Proving that Legendre Polynomial is orthogonal This is from here
$$\int^1_{-1}f_n(x)P_n(x)dx = 2(-1)^n\frac{a_n}{2^n}\int^1_0(x^2-1)^ndx=2(-1)^n\frac{a_n}{2^n}.I_n$$........(6)
I don't understand as in shouldnt it be like this, $$\int^1_{-1}f_n(x)P_n(x)dx = (-1)^n\frac{a_n}{2^n}\int^1_{-1}(x^2-1)^ndx=0$$ as they should cancel out even if the integral is non-zero.
Edited: Lastly, how does $\int^1_{-1}f_n(x)P_n(x)dx$ shows orthogonality?
 A: Here is a much simpler proof from Special Functions and Their Applications by N. N. Lebedev.

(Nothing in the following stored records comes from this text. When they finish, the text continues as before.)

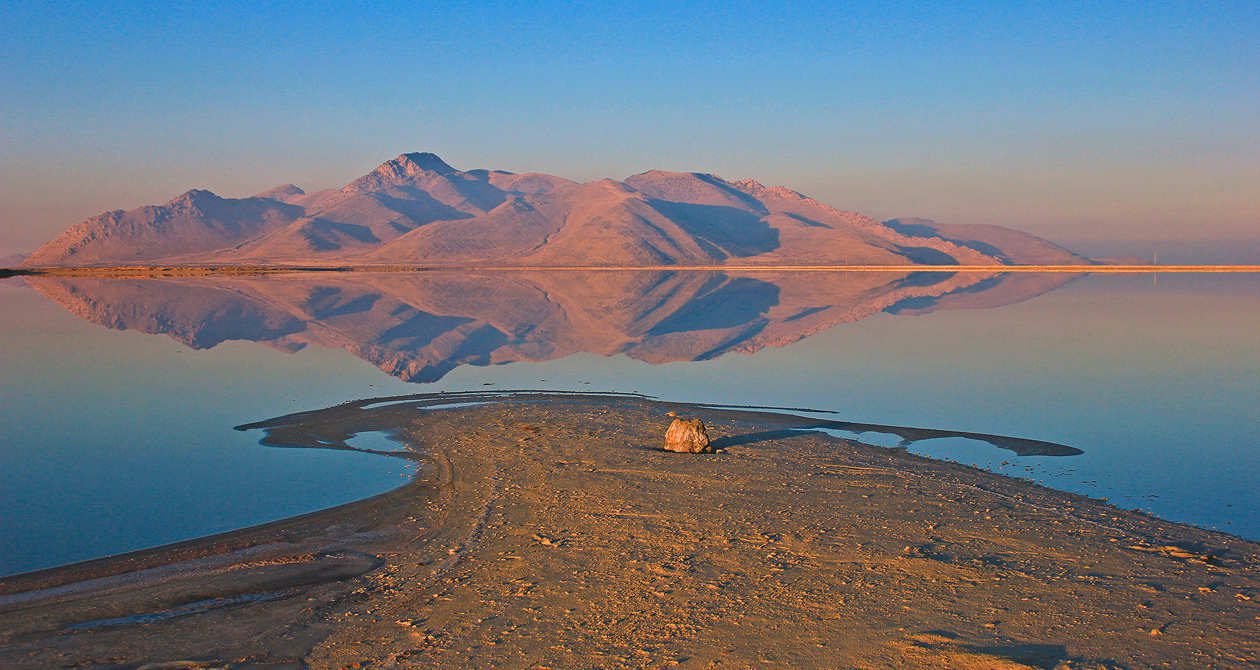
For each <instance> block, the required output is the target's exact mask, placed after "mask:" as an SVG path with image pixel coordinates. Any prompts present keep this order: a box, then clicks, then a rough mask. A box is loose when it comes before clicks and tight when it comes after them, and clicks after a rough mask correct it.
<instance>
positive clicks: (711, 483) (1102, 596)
mask: <svg viewBox="0 0 1260 670" xmlns="http://www.w3.org/2000/svg"><path fill="white" fill-rule="evenodd" d="M433 398H435V402H437V400H441V402H445V403H450V402H452V400H455V399H457V400H460V402H475V400H486V404H475V406H466V407H459V408H451V409H442V411H427V409H426V411H421V409H422V408H421V407H420V404H416V403H404V402H403V403H399V402H393V399H383V400H379V402H378V400H370V402H369V400H364V402H358V403H348V404H343V406H338V407H333V408H329V409H325V411H316V412H304V413H300V414H294V416H290V417H281V418H278V419H272V421H268V422H261V423H260V424H256V426H257V427H260V428H262V429H266V431H267V434H268V440H272V441H276V442H278V443H286V445H290V446H312V447H325V448H328V447H330V446H334V447H336V448H340V443H343V442H344V441H345V440H347V438H348V436H350V434H354V433H357V432H362V431H369V429H372V431H379V429H392V431H394V432H396V433H397V434H398V437H399V438H401V440H402V441H403V442H406V445H407V446H408V448H411V450H412V452H413V455H415V457H416V458H418V460H420V461H421V462H422V463H423V465H422V467H421V468H420V471H418V475H417V479H416V480H415V481H413V482H411V484H408V485H404V486H403V487H401V489H398V490H396V491H392V492H389V494H386V495H382V496H377V497H374V499H370V500H365V501H360V503H355V504H352V505H347V506H341V508H336V509H333V510H328V511H325V513H316V514H312V515H307V516H304V518H300V519H295V520H290V521H285V523H281V524H273V525H270V526H261V528H256V529H244V530H241V531H236V533H229V534H224V535H218V537H214V538H207V539H204V540H195V542H192V543H183V544H180V545H175V547H171V548H163V549H155V550H149V552H142V553H137V554H130V555H125V557H116V558H110V559H102V560H97V562H91V563H86V564H79V565H69V567H66V568H60V569H53V571H43V572H40V573H33V574H28V576H19V577H14V578H9V579H4V581H0V594H3V596H0V666H4V667H14V669H24V667H52V666H76V667H83V666H93V667H95V666H108V667H137V666H141V665H144V664H154V665H150V667H315V669H319V667H592V666H593V667H667V666H672V667H711V666H732V667H750V666H770V667H837V666H844V667H859V669H874V667H998V669H1008V670H1012V669H1016V670H1018V669H1034V667H1039V669H1050V667H1057V669H1104V667H1106V669H1114V667H1129V669H1134V667H1165V666H1173V667H1255V665H1256V662H1257V660H1260V640H1257V637H1256V635H1255V621H1256V617H1257V616H1260V545H1257V544H1256V543H1252V542H1247V540H1244V539H1240V538H1235V537H1231V535H1227V534H1222V533H1215V531H1210V530H1203V529H1197V528H1191V526H1186V525H1179V524H1173V523H1168V521H1164V520H1160V519H1155V518H1152V516H1149V515H1144V514H1140V513H1133V511H1125V510H1120V509H1116V508H1113V506H1110V505H1106V504H1105V503H1102V501H1099V500H1092V499H1087V497H1082V496H1079V495H1072V494H1066V492H1061V491H1053V490H1050V489H1045V487H1041V486H1037V485H1034V484H1032V482H1028V481H1022V480H1016V479H1009V477H1003V476H999V475H993V474H989V472H983V471H979V470H974V468H970V467H965V466H961V465H955V463H949V462H942V461H931V460H926V458H921V457H917V456H913V455H910V453H906V452H905V451H897V450H887V448H882V447H873V446H868V445H861V443H857V442H852V441H847V440H840V438H835V437H832V436H828V434H823V433H820V432H816V431H810V429H809V427H810V426H815V424H818V422H819V419H811V418H805V417H799V416H793V414H786V413H779V412H766V411H752V409H721V408H711V407H698V406H682V404H670V403H662V402H654V400H649V399H644V398H633V397H607V395H600V397H581V395H544V394H530V395H523V397H515V398H514V397H494V395H476V394H467V395H460V397H457V398H452V397H451V395H438V394H433ZM386 400H389V402H386ZM489 400H493V402H489ZM421 404H422V403H421ZM668 412H678V413H687V414H692V416H698V417H699V418H702V419H703V421H704V422H706V424H707V426H708V427H709V431H711V434H712V437H713V438H714V446H717V447H719V452H718V453H711V455H679V453H667V452H663V451H662V450H660V448H659V445H660V438H662V434H663V432H664V428H665V426H667V424H668V422H669V421H670V417H669V416H668ZM243 428H244V427H243Z"/></svg>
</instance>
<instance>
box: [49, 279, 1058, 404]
mask: <svg viewBox="0 0 1260 670" xmlns="http://www.w3.org/2000/svg"><path fill="white" fill-rule="evenodd" d="M1074 277H1075V276H1074V275H1016V273H1012V275H997V273H995V275H984V273H944V272H913V273H906V272H901V273H886V272H850V273H832V272H828V273H782V272H780V273H743V275H737V273H723V272H480V273H478V272H461V273H456V272H421V273H349V275H341V273H338V275H328V273H315V275H311V273H306V275H282V276H268V277H213V278H166V280H164V278H142V280H141V278H87V277H29V278H26V281H28V282H29V283H30V286H33V287H34V288H35V290H37V291H39V292H40V293H43V295H44V296H47V297H49V298H50V300H54V301H55V302H58V304H60V305H62V306H63V307H66V309H67V310H69V311H72V312H74V314H76V315H78V316H81V317H83V319H87V320H89V321H93V322H96V324H101V325H103V326H108V327H112V329H120V330H137V331H144V332H152V334H165V335H169V336H171V338H174V339H176V340H179V341H181V343H184V344H186V345H188V346H190V348H194V349H208V348H213V346H215V345H218V344H221V343H223V341H228V340H247V341H257V343H263V344H267V345H270V346H273V348H276V349H281V350H287V351H296V350H299V349H302V348H305V346H309V345H315V346H324V348H338V349H344V350H347V351H350V353H352V354H354V355H357V356H359V358H362V359H364V360H368V361H370V363H372V364H373V365H377V366H378V368H381V369H382V370H384V372H386V373H388V374H391V375H393V377H397V378H401V379H403V380H408V382H435V380H437V379H441V378H442V377H444V375H445V374H446V373H449V372H450V370H452V369H455V368H457V366H461V365H491V364H503V363H513V361H541V360H552V359H558V358H563V356H567V355H571V354H577V353H590V354H599V355H606V356H609V355H617V354H624V355H626V356H630V358H634V359H638V360H643V361H646V363H669V361H680V360H703V359H712V358H717V356H722V355H726V354H731V353H752V351H757V350H761V349H765V348H777V346H784V345H786V344H790V343H795V341H798V340H801V339H804V338H809V336H810V335H813V334H816V332H820V331H824V330H828V329H830V327H833V326H837V325H839V324H847V322H853V321H859V320H862V319H867V317H869V316H872V315H877V314H881V312H886V314H896V315H915V314H922V312H931V311H936V310H949V309H983V307H998V306H1002V305H1008V304H1013V302H1019V301H1023V300H1027V298H1031V297H1033V296H1037V295H1041V293H1043V292H1047V291H1051V290H1053V288H1056V287H1058V286H1062V285H1065V283H1067V282H1070V281H1072V278H1074Z"/></svg>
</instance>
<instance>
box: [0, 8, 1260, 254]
mask: <svg viewBox="0 0 1260 670" xmlns="http://www.w3.org/2000/svg"><path fill="white" fill-rule="evenodd" d="M212 5H213V6H212ZM321 5H323V4H314V3H312V4H305V3H304V4H296V3H294V4H289V3H239V4H232V3H218V4H209V3H205V4H200V3H198V4H184V3H151V4H150V3H139V1H134V3H121V4H111V3H103V1H96V3H57V4H53V3H24V1H20V0H8V1H6V3H4V6H3V8H0V35H3V39H0V256H4V254H6V253H13V252H21V251H30V249H33V248H35V247H38V246H39V244H40V243H42V242H44V241H47V239H48V238H50V237H52V236H54V234H57V233H58V232H60V230H62V229H64V228H66V227H68V225H71V224H73V223H77V222H79V220H82V219H84V218H87V217H89V215H93V214H97V213H100V212H103V210H107V209H117V208H122V209H127V208H134V207H139V205H142V204H152V203H163V202H166V200H169V199H170V198H174V196H175V195H178V194H180V193H183V191H185V190H188V189H190V188H208V189H210V190H214V191H215V193H219V194H221V195H238V196H239V195H248V194H252V193H257V191H261V190H263V189H266V188H270V186H273V185H276V184H281V183H287V181H292V183H296V184H299V185H301V186H304V188H306V189H307V190H312V189H318V188H328V186H336V185H341V184H344V183H347V181H349V180H352V179H353V178H355V176H358V175H362V174H364V173H367V171H369V170H370V169H372V167H374V166H375V165H378V164H379V162H382V161H384V160H387V159H389V157H393V156H396V155H398V154H401V152H404V151H433V152H437V154H438V155H441V156H442V157H444V159H446V160H447V162H450V164H452V165H455V166H456V167H461V169H473V167H498V169H507V170H514V171H532V170H537V171H546V173H552V174H558V175H562V176H568V178H572V179H581V180H586V179H596V178H602V176H612V178H624V176H627V175H630V174H635V173H640V171H644V170H649V169H654V167H659V169H669V170H696V171H706V173H716V174H718V175H722V176H726V178H732V179H736V178H747V176H752V178H756V179H759V180H761V181H762V183H766V184H785V185H789V186H793V188H795V189H796V190H800V191H804V193H806V194H809V195H813V196H815V198H818V199H820V200H824V202H827V203H829V204H833V205H835V207H839V208H843V209H853V210H858V212H863V213H866V214H869V215H873V217H877V218H893V217H925V218H931V219H936V220H940V222H948V223H990V224H1000V225H1011V227H1014V228H1021V229H1024V230H1028V232H1032V233H1036V234H1041V236H1045V237H1048V238H1051V239H1055V241H1057V242H1061V243H1065V244H1067V246H1070V247H1074V248H1076V249H1077V251H1082V252H1086V253H1091V254H1129V256H1144V257H1149V256H1150V253H1152V252H1155V251H1158V252H1159V256H1160V261H1165V259H1167V261H1169V262H1173V261H1186V262H1193V261H1201V262H1226V261H1232V262H1245V261H1252V262H1260V3H1255V1H1254V0H1250V1H1242V3H976V4H968V3H950V4H944V3H941V4H939V5H940V6H935V5H934V6H919V5H920V4H911V3H905V4H901V3H793V4H790V5H780V4H775V3H721V4H703V3H621V4H583V5H581V6H570V5H568V4H567V3H548V1H537V3H530V4H509V3H495V1H480V3H471V4H459V3H447V4H412V3H399V4H397V5H393V4H388V3H375V4H363V5H354V6H341V8H324V6H321ZM946 5H948V6H946Z"/></svg>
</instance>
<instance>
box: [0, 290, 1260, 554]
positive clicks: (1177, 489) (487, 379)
mask: <svg viewBox="0 0 1260 670" xmlns="http://www.w3.org/2000/svg"><path fill="white" fill-rule="evenodd" d="M0 314H4V315H5V321H4V325H3V326H0V372H3V377H0V487H3V491H4V495H3V496H0V574H11V573H16V572H25V571H30V569H38V568H43V567H50V565H57V564H63V563H68V562H74V560H83V559H88V558H95V557H100V555H107V554H112V553H118V552H125V550H131V549H137V548H144V547H152V545H157V544H164V543H169V542H175V540H180V539H188V538H194V537H199V535H205V534H210V533H217V531H223V530H229V529H234V528H241V526H246V525H251V524H257V523H262V521H267V520H273V519H280V518H285V516H291V515H295V514H300V513H305V511H312V510H316V509H321V508H326V506H331V505H335V504H339V503H344V501H349V500H355V499H360V497H365V496H368V495H372V494H375V492H381V491H384V490H388V489H391V487H393V486H396V485H398V484H399V482H402V481H404V479H406V477H408V476H410V475H411V472H412V471H413V470H412V468H413V466H412V463H410V462H408V461H406V460H402V458H393V457H388V456H375V455H367V453H358V452H347V451H329V450H292V448H273V447H265V446H260V445H258V438H260V437H261V434H258V433H257V432H239V431H234V429H233V427H234V426H238V424H242V423H247V422H252V421H258V419H265V418H270V417H275V416H278V414H285V413H290V412H294V411H301V409H315V408H320V407H325V406H330V404H335V403H339V402H344V400H349V399H355V398H364V397H377V395H391V394H407V393H421V392H436V390H485V389H512V388H529V389H566V390H616V392H638V393H646V394H650V395H658V397H662V398H664V399H672V400H692V402H706V403H730V404H769V406H790V407H808V408H818V409H830V411H835V412H838V413H837V414H834V416H829V418H834V419H842V421H853V422H862V423H878V424H891V426H912V427H920V428H944V429H953V431H969V432H980V433H998V434H1007V436H1018V437H1027V438H1034V440H1043V441H1050V442H1057V443H1062V445H1068V446H1072V447H1076V448H1079V450H1081V451H1082V453H1080V455H1075V456H1018V455H1016V453H1013V452H1011V451H1004V450H999V448H995V447H993V446H989V445H984V443H978V442H975V441H970V440H963V438H941V440H931V441H922V442H917V443H915V445H912V446H910V448H911V451H915V452H919V453H925V455H929V456H934V457H944V458H954V460H959V461H961V462H968V463H975V465H979V466H982V467H985V468H989V470H993V471H998V472H1003V474H1008V475H1013V476H1021V477H1027V479H1032V480H1036V481H1039V482H1043V484H1046V485H1050V486H1053V487H1058V489H1065V490H1070V491H1076V492H1082V494H1086V495H1091V496H1095V497H1108V499H1110V500H1111V501H1113V503H1115V504H1118V505H1120V506H1124V508H1138V509H1144V510H1149V511H1152V513H1154V514H1157V515H1160V516H1164V518H1167V519H1173V520H1178V521H1186V523H1192V524H1198V525H1203V526H1208V528H1216V529H1221V530H1226V531H1230V533H1234V534H1237V535H1242V537H1246V538H1252V539H1260V486H1256V481H1257V475H1260V426H1257V418H1260V277H1257V276H1254V275H1168V276H1159V277H1158V280H1157V278H1154V277H1152V276H1060V275H1024V276H1016V275H1011V276H990V277H985V276H980V275H934V273H911V275H883V273H827V275H819V273H811V275H747V276H727V275H719V273H625V272H624V273H587V275H578V273H539V275H525V273H504V275H480V276H479V275H470V273H462V275H450V273H436V272H432V273H420V275H378V276H301V277H266V278H190V280H68V278H63V280H53V278H40V280H29V281H24V280H4V281H0ZM863 438H864V440H867V441H869V442H872V443H879V445H885V446H895V445H897V443H898V442H900V438H898V437H896V436H890V434H887V433H866V434H864V436H863ZM357 440H362V441H364V445H363V446H370V447H372V448H378V447H379V448H389V447H388V445H387V443H379V445H378V443H377V442H378V441H383V440H384V438H382V437H379V436H360V437H359V438H357ZM367 442H372V445H368V443H367ZM354 443H355V445H358V442H354Z"/></svg>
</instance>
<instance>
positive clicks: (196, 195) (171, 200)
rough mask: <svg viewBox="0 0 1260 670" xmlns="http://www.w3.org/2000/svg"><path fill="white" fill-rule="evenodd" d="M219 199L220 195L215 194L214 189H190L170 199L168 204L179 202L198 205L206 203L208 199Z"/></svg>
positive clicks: (192, 204)
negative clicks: (213, 192) (189, 189)
mask: <svg viewBox="0 0 1260 670" xmlns="http://www.w3.org/2000/svg"><path fill="white" fill-rule="evenodd" d="M218 199H219V196H218V195H215V194H214V193H213V191H209V190H205V189H190V190H186V191H184V193H183V194H181V195H179V196H178V198H175V199H173V200H170V202H169V203H166V204H168V205H178V204H183V205H197V204H200V203H205V202H207V200H218Z"/></svg>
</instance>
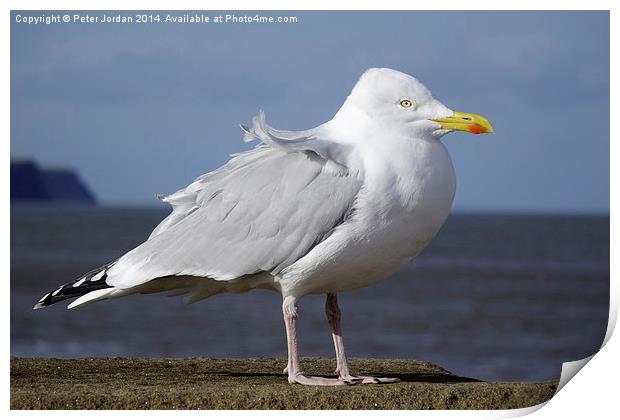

We begin with Legendre's differential equation
\begin{equation}
[(1-x^{2})P^{\prime}_{n}(x)]^{\prime} +n(n+1)P_{n}(x) = 0,\quad n \in \mathbb{Z}_{0}^{+}
\label{eq:lp1}
\tag{1}
\end{equation}
The first step is to multiple equation \eqref{eq:lp1} by $P_{m}(x)$ and subtract it from equation \eqref{eq:lp1} written for $m$ and multiplied by $P_{n}(x)$.
\begin{equation}
[(1-x^{2})P^{\prime}_{m}(x)]^{\prime}P_{n}(x) \,-\, [(1-x^{2})P^{\prime}_{n}(x)]^{\prime}P_{m}(x) + [m(m+1)-n(n+1)]P_{m}(x)P_{n}(x) = 0
\end{equation}
Rearrangement yields
\begin{equation}
\{(1-x^{2})[P^{\prime}_{m}(x)P_{n}(x)-P^{\prime}_{n}(x)P_{m}(x)]\}^{\prime} + (m-n)(m+n+1)P_{m}(x)P_{n}(x) = 0
\label{eq:lp2}
\tag{2}
\end{equation}
Integrating equation \eqref{eq:lp2} from -1 to 1, the first term goes to 0 and we are left with
\begin{equation}
(m-n)(m+n+1) \int\limits_{-1}^{1} P_{m}(x)P_{n}(x) dx = 0
\end{equation}
or
\begin{equation}
\int\limits_{-1}^{1} P_{m}(x)P_{n}(x) dx = 0, \quad m \ne n
\end{equation}
A: By parity, for any even integrable function $f$, we have
$$
\int_{-a}^af(x)dx=2\int_{0}^af(x)dx
$$ giving here
$$
\int^1_{-1}(x^2-1)^ndx=2\int^1_{0}(x^2-1)^ndx.
$$